The past week and a bit have been super busy; which has been great. I obviously moved onto another cycle. However this cycle we are not taking any meds and no IUI. Its been a huge relief not having to plan everything around my fertility appointments. I know that we have only had 3 IUIs, however that in itself has been physically and emotionally draining.
Last week my close friend had her second baby, and I had the honour of looking after her 14 month daughter. Regardless of my struggle to concieve, the birth of a baby is such a miraculous event. I just cant get over it, and Im getting teary eyed as I type this. Im just amazed at Gods work! Isnt he awesome?!
This weekend as been really busy. My sister in law is over from out west for the past week and than on friday night I hosted a bachelorette party for another good friend of mine at my house. We had a great time drinking and just being girls;-).
We have been really working hard at paying off our credit cards and paying any other bills we may have. We got our taxes back and we both got a good amount back so we put most on the credit card and paid off all our other debt and than we used the last little bit and went out and got a laptop!!!! I have wanted one for so long so last night we went out and got a HP Pavilion, and I LOVE LOVE LOVE it!! As Im typing this I am sitting with my feet up watching a movie;-)
I want to thank you all for your support, especially the past little bit. I really dont know what Gods plan is for me. But I intend to enjoy this journey as much as possible. GOD IS GREAT!

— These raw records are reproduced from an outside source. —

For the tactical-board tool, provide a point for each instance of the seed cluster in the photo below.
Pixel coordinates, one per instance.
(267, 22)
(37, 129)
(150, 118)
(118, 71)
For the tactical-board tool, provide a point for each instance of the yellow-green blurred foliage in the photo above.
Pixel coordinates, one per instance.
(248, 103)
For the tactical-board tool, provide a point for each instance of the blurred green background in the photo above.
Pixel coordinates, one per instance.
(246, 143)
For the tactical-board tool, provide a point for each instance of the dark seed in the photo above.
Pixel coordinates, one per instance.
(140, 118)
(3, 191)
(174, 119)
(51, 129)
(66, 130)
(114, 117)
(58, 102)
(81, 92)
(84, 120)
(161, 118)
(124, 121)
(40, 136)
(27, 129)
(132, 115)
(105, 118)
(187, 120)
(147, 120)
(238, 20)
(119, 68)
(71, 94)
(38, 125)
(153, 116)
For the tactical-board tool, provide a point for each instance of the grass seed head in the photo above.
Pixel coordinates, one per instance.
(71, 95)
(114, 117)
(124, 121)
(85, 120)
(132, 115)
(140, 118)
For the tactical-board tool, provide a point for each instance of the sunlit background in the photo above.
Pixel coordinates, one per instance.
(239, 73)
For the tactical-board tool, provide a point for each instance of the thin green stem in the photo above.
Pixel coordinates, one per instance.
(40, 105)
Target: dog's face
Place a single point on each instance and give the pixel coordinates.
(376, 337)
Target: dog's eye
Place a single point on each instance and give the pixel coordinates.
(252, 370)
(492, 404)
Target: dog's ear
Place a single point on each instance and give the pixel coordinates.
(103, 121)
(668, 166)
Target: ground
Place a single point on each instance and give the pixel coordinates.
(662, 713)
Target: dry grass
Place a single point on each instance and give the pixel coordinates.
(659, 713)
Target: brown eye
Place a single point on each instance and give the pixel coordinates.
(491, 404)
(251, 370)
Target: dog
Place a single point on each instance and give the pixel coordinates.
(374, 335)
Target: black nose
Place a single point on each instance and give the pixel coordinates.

Posted by Shannon at 2:58 PM 6 comments


Posted by Shannon at 7:42 AM 9 comments
I want to first thank you all for your comments on my last post. We have decided to take a break for a few months. I really feel God pulling me into another direction. I dont know if I will come back to this route or not, but I just know I need to try this out for a while. The more I research about the mind body infertility connection the more I am drawn to it. I came across this poem by Sue Dumais who is the founder of Family Passages Mind Body Studio for Fertility in Vancouver. Here is her blog if you would like to take a look. I thought I would share it with you.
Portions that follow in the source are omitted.